Photos of armored division soldiers from World War II

Several years ago, a WWII veteran of the 13th Armored Division came to a Veterans Breakfast Club event and told a story about the superstition surrounding his outfit. He said his division received special privileges because of their unlucky numerical designation. They laughingly referred to themselves as the “Black Cat” division, a nickname that stuck.

The veteran said that members of the 13th Armored Division were permitted to wear their garrison or overseas caps cocked slightly to the left, instead of to the right like everyone else. MPs often stopped and cited these men for being out of uniform, unaware of the 13th Armored’s special exemption.

I thought of this story recently and tried to find a source on it.
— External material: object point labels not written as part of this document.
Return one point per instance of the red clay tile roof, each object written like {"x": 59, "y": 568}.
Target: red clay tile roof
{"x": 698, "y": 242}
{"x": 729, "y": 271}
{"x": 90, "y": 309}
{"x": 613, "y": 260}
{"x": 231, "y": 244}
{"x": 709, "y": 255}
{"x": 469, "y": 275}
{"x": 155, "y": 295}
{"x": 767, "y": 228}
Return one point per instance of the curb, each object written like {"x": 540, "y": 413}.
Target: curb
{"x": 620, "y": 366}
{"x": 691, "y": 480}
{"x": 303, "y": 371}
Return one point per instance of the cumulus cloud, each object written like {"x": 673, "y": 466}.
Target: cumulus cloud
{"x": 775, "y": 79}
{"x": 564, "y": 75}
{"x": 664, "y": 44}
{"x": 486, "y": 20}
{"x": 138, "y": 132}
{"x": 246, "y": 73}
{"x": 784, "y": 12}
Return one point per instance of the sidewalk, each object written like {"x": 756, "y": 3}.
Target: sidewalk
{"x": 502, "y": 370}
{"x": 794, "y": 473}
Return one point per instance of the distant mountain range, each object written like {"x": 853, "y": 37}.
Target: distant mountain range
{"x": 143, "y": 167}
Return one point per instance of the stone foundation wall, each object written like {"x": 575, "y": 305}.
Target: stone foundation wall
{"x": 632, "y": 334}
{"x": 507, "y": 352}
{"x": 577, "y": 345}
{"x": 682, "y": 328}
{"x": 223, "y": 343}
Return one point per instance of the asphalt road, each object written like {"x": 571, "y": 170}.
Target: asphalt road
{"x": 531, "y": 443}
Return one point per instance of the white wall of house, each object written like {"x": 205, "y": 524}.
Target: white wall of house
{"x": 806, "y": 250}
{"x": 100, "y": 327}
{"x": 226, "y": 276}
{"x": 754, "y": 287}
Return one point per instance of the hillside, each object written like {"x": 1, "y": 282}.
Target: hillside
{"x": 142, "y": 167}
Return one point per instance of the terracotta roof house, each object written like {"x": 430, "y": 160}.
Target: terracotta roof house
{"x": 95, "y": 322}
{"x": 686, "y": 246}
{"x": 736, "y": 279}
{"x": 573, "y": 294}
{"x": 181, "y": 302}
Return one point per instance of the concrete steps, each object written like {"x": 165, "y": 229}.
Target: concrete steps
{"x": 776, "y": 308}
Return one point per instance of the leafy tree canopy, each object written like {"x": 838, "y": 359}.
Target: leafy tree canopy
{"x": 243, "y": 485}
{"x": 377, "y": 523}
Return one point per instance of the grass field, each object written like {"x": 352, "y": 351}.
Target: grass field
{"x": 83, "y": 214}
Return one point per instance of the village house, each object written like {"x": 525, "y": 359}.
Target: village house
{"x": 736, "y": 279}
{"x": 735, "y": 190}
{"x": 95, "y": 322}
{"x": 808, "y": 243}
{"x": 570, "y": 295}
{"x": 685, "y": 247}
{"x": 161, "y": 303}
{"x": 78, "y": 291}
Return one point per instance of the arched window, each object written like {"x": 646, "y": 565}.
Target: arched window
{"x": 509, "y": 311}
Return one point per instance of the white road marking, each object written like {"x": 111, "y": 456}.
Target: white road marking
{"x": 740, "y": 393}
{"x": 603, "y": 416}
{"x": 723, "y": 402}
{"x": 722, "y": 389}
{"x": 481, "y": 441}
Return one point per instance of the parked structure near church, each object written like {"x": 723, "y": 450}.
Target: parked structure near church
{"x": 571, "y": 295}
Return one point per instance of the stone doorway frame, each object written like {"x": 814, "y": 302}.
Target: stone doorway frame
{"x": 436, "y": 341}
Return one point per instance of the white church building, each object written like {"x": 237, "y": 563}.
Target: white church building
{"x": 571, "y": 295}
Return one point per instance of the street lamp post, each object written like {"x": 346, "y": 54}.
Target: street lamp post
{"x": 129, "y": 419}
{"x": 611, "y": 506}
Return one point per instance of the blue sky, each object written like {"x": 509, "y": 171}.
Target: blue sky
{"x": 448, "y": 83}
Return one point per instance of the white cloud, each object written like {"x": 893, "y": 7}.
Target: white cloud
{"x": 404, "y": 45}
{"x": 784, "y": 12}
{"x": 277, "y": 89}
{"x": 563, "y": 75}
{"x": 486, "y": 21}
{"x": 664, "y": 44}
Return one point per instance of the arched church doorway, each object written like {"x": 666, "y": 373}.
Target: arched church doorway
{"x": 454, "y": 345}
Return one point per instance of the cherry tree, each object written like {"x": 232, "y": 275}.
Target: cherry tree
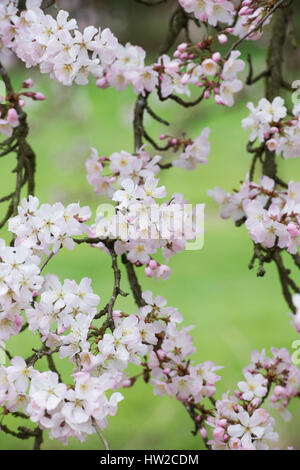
{"x": 144, "y": 220}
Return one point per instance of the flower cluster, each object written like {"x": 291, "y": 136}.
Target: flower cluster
{"x": 64, "y": 314}
{"x": 239, "y": 18}
{"x": 272, "y": 216}
{"x": 20, "y": 282}
{"x": 197, "y": 65}
{"x": 211, "y": 11}
{"x": 195, "y": 152}
{"x": 80, "y": 408}
{"x": 267, "y": 123}
{"x": 138, "y": 223}
{"x": 295, "y": 318}
{"x": 76, "y": 411}
{"x": 169, "y": 363}
{"x": 48, "y": 227}
{"x": 240, "y": 422}
{"x": 252, "y": 14}
{"x": 68, "y": 55}
{"x": 9, "y": 115}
Turns out, the veteran was half-right. He did get special permission to tilt his cap to the left. But it wasn’t because of the number 13. The entire US Armored Force wore their overseas caps on the left as part of a compromise reached with the Army. Maj. Gen. Jacob Devers, head of the US Armored Force in 1942, asked General George C. Marshall for a distinct dress uniform for his troops, but the request was denied. Devers protested, but all he could win was the right for armored troops to wear their overseas caps tilted left.

“Get that cap on the left side of your head, soldier,” the saying went. “You’re in the Armored Force now.”

After the war, most armored divisions were deactivated, and by the time they were reactivated for Korea and the Cold War, the Army had forgotten all about the special wrong-way-tilt of the cap.

In a 1957 issue of the journal ARMOR, one Captain Virgin M. Gordon, a tank commander in the Ohio National Guard, demanded that the left-hand tilt be brought back, along with other elements of the Armored Force uniforms. “Let’s tilt the caps to the left,” he said, “and bring back the tanker combat jacket and the coveralls. Tankers have pride.”

That same year, at the 68th Annual Meeting of the United States Armored Association, members unanimously passed a resolution advocating “the wearing of the Garrison cap on the left side of the head as a badge of distinction among Armor personnel.” The Association sent the resolution to Army Chief of Staff Maxwell Taylor.

Taylor’s response appears below. “Give it up, guys,” Taylor seems to say.

Letter from US Army Chief of Staff on April 1957

I wonder if Maxwell Taylor, former Commanding General of the 101st Airborne Division in WWII, would have answered the same if paratrooper jump boots had been taken away?